MONTVILLE, Maine – Residents voted at Saturday’s annual town meeting to join some of their Waldo and Penobscot county neighbors in adopting a strict wind energy ordinance that would require mile-wide setbacks between wind turbine towers and homes.
According to Montville First Selectman Jay LeGore, the vote was 90 in favor of the ordinance and 39 against, with a voter turnout he characterized as “typical.”
Most of the discussion about the wind energy ordinance at the meeting was to make sure that new rules would not apply to wind turbines smaller than 100 kilowatts and less than 150 feet high, he said Monday.
At last year’s annual town meeting, Montville residents instituted a yearlong moratorium on wind development until an ordinance could be written, he said.

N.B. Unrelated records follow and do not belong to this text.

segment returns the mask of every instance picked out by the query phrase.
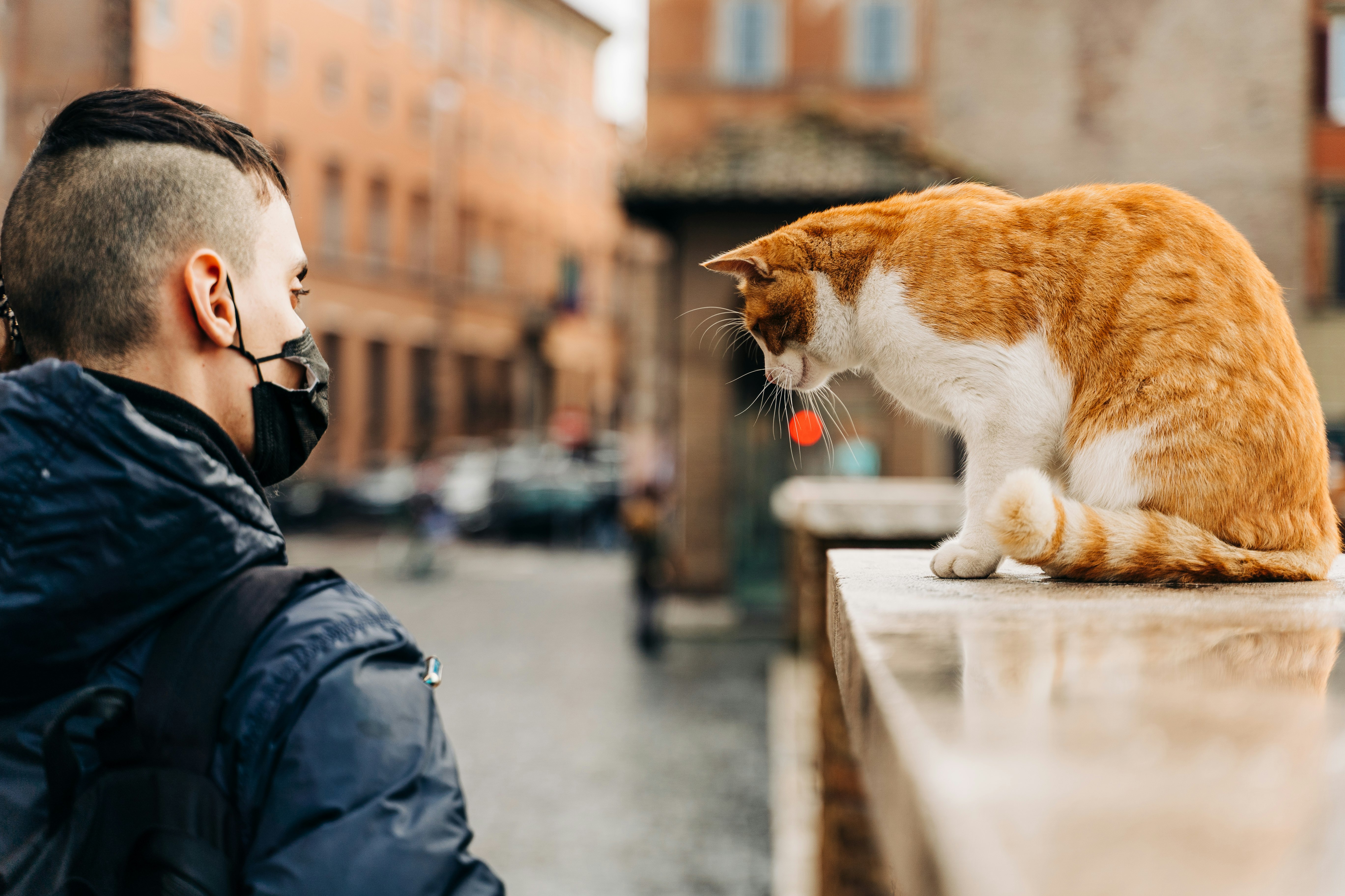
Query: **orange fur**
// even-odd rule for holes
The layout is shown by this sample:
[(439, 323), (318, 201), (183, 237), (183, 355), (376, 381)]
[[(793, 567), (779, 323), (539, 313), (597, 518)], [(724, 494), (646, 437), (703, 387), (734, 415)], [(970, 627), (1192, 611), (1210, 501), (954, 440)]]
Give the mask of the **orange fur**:
[[(937, 187), (808, 215), (706, 266), (738, 275), (744, 325), (775, 355), (814, 339), (810, 271), (851, 305), (872, 271), (896, 271), (907, 308), (950, 343), (1040, 334), (1072, 390), (1056, 484), (1067, 501), (1033, 523), (1048, 527), (1040, 544), (1005, 505), (1032, 496), (998, 497), (987, 513), (1011, 556), (1079, 579), (1247, 580), (1322, 578), (1340, 551), (1325, 424), (1280, 289), (1185, 193)], [(1145, 498), (1069, 501), (1071, 459), (1141, 424)]]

The vote follows Thorndike’s adoption of a similar ordinance at its annual town meeting last Saturday. Dixmont and Jackson also have ordinances that give the towns high levels of local control and have caused energy company Mount Harris Wind to state that it will not follow through with plans to build more turbines there.
Montville resident John Bednarik said he spoke in favor of the ordinance.

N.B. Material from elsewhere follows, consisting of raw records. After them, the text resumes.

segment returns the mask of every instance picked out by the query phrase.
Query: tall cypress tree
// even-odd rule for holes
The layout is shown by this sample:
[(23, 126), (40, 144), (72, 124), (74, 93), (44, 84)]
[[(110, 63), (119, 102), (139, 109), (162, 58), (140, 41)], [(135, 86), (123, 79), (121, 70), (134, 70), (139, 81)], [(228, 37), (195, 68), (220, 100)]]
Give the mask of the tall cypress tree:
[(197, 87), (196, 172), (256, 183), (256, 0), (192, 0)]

“Basically, what it applies to is large, industrial windmills, as far as the regulations go,” he said. “It’s about concern for the health and safety of people in the town.”
Bednarik said he has been to the site of a three-turbine project in Beaver Ridge in neighboring Freedom that was constructed in 2008 by Mount Harris Wind. He compared the noise he heard there to the constant sound of a jet taking off a few miles away.
“I’m very much in favor of alternative energy of all sorts … but these big windmills, as far as I’m concerned, aren’t alternative energy,” he said. “They’re a tax break.”
Proponents of wind power in Maine communities have said that their construction could increase the local tax base and provide jobs, as well as reduce the state’s dependence on foreign oil.